KMD Brands Initiates Capital Raise Amid Leadership Changes

KMD Brands, the parent company of outdoor apparel brands Kathmandu, Rip Curl, and Oboz, is embarking on a significant capital raise as it navigates financial challenges and leadership transitions. The company has reported a net loss of $13.1 million for the six months leading up to January 31, prompting the decision to seek $65.3 million through equity and debt refinancing.

KMD Brands Initiates Capital Raise Amid Leadership Changes

Capital Raise Overview

The planned capital raise will consist of a fully underwritten placement of new shares targeting institutional investors, alongside a rights offer for retail shareholders. Goldman Sachs New Zealand and Forsyth Barr are orchestrating the offering, ensuring that it is fully underwritten. The share price is set at 6 cents, representing a striking 69.2% discount from the last traded price of 19.5 cents.

The issuance will encompass approximately 1.09 million new shares, with capital raised designated for reinforcing the group’s balance sheet and enhancing strategic execution. This capital initiative follows a previous successful fundraising of $180 million in 2019 for the acquisition of Rip Curl and an additional $207 million during the COVID-19 pandemic in 2020.

Financial Performance Insights

KMD Brands has reported total group sales of $505.4 million for the first half of the fiscal year, reflecting a 7.3% increase from $470.9 million in the prior year. Earnings before interest, tax, depreciation, and amortization (EBITDA) also showed an upward trend, rising by 20% from $52.7 million to $63.3 million. Despite these positive indicators, the company faced an operating loss of $1.7 million, alongside a slight decline in gross margin from 58% to 56.8%.

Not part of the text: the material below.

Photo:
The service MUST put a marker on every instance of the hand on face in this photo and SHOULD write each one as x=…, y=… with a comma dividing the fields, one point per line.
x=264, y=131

The net loss of $13.1 million marks a 36.8% improvement compared to a loss of $20.7 million in the same period the previous year. KMD Brands’ group CEO Brent Scrimshaw noted the acceleration in execution quality since the launch of the “Next Level” strategy, emphasizing positive consumer responses to product innovations and assortments.

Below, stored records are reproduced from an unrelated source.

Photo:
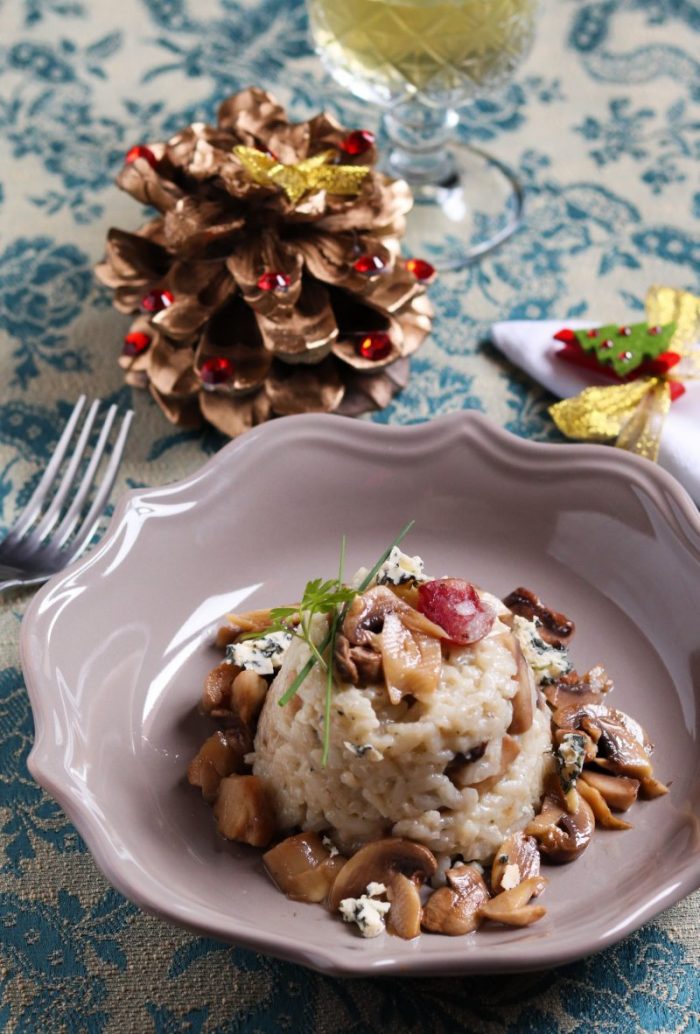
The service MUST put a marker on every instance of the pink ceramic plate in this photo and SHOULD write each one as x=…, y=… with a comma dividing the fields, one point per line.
x=115, y=651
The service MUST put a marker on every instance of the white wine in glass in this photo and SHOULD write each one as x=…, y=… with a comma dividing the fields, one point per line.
x=420, y=59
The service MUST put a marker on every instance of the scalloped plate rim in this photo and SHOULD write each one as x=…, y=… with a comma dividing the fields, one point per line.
x=669, y=496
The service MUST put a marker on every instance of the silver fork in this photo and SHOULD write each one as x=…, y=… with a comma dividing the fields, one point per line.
x=34, y=548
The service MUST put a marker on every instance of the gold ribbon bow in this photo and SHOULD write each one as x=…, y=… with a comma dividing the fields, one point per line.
x=311, y=174
x=632, y=415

Brand Performance Highlights

Kathmandu emerged as a leading contributor to the group’s sales momentum, with a 12.3% increase in sales from $156.8 million to $176.1 million. Performance was robust in both Australia and New Zealand, with year-on-year sales growth of 10.2% and 8.9%, respectively. Online sales maintained stability at $20.6 million, while same-store sales rose by 12.8%, buoyed by successful Black Friday and Christmas trading.

Despite the growth in sales, Kathmandu’s gross margin experienced a 1.5% decline due to strategic decisions aimed at clearing aged inventory and maintaining competitive promotional activities. Operating losses for Kathmandu stood at $10.2 million, a significant improvement from the previous year’s $22 million loss.

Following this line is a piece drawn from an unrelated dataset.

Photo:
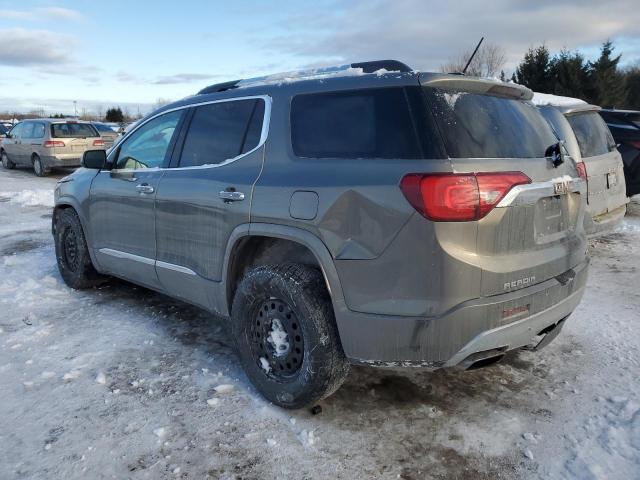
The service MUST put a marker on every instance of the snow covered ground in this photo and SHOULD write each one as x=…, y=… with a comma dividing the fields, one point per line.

Rip Curl, the group’s largest brand, reported a 4.6% increase in sales, moving from $278.5 million to $291.4 million. The company attributed its performance to favorable foreign exchange movements, with constant currency sales showing a modest increase of 0.3%. Direct-to-consumer (DTC) sales rose by 1.9%, supported by strong demand in North America, although the Southern Hemisphere summer presented challenges.

Strategic Outlook and Leadership Changes

Looking forward, KMD Brands remains committed to building on its recent successes and improving overall performance. The company’s focus is on delivering consistent growth as it heads into the autumn and winter trading seasons. Early signs from the first six weeks of the second half indicate a positive trajectory, with DTC same-store sales for Kathmandu increasing by 11.1%, accompanied by a gross margin improvement of 50 basis points.

In a notable shift, Chairman David Kirk has announced his intention to resign in the coming months. Kirk highlighted the accomplishments of the refreshed leadership team over the past six months and emphasized the importance of reinforcing the balance sheet to support ongoing transformation efforts.

The board of KMD Brands has initiated a succession process to find Kirk’s replacement, with further details expected to be revealed during the next annual meeting. Notably, the board opted not to declare an interim dividend for the first half, indicating a focus on financial stability amidst these changes.

Takeaways

  • KMD Brands is executing a significant capital raise to enhance its balance sheet amid challenges.
  • The company reported an improvement in net loss and increased sales across its main brands.
  • Leadership changes are underway as Chairman David Kirk prepares to step down, signaling a transition in governance.

In conclusion, KMD Brands is strategically positioning itself for future growth while managing the complexities of a capital raise and leadership transition. The combination of improved financial metrics and a focused approach to brand performance suggests that KMD is on a path to recovery and enhancement in the competitive outdoor retail sector.